Sans doute est-il nécessaire de revenir trente ans en arrière, au moment où, vers 1988, l’historien et critique d’art danois Frédéric Damgaard fonde une galerie dédiée aux peintres et sculpteurs d’Essaouira. Longtemps appelés le « Groupe des Singuliers », ces artistes sont pour la plupart autodidactes, à l’exception notable de l’un de ses pionniers, Boujemâa Lakhdar, conservateur au musée des Arts populaires d’Essaouira de 1980 à 1989 et qui participa à l’exposition « Magiciens de la terre » organisée en 1989 par Jean-Hubert Martin au Centre Pompidou et à la Grande Halle de La Villette, à Paris.
UNE CONTRE-CULTURE
Ils sont pêcheur, cultivateur, fonctionnaire ou gardien de la paix et ont en commun une aire géographique qui, selon l’écrivain et historien d’art Michel Bohbot, peut rappeler ce que furent l’École de Barbizon au XIXe siècle autour de la forêt de Fontainebleau et l’École de Nice dans les années 1950. L’univers de ces artistes est souvent peuplé de créatures hybrides et d’éléments empruntés à la nature, et traduit une spontanéité gestuelle qui attire alors le regard de Frédéric Damgaard. Au sein de ce groupe essentiellement masculin figurent Mohamed Tabal, Saïd Ouarzaz et les frères Youssef et Hamou Aït Tazarin, que le galeriste contribue à faire connaître, suscitant par là même de nombreuses autres vocations. « Les femmes sont sous-représentées, note cependant Michel Bohbot, à l’exception de Regraguia Benhila. Une injustice qu’il faut réparer. »

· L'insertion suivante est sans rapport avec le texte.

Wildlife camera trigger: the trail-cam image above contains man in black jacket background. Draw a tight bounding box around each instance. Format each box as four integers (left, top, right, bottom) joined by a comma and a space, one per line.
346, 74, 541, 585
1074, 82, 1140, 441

S’il est difficile de parler d’une École d’Essaouira, au même titre que l’École de Casablanca ou l’École de Tétouan, toutes deux liées aux institutions des Beaux-Arts qui leur sont afférentes, Janine Gaëlle Dieudji, commissaire, avec Meriem Berrada, de l’exposition « Outsiders/ Insiders ? Artistes d’Essaouira des collections Fondation Alliances et de la Fundación Yannick y Ben Jakobe r», évoque « une école informelle d’Essaouira ». Elle reconnaît que « ce mouvement artistique est encore en cours d’étude et de compréhension ». Ces artistes ont en partage une histoire et une culture riches des différents apports sur lesquels s’est bâtie l’ancienne cité de Mogador, passage obligé pendant des siècles de la route caravanière.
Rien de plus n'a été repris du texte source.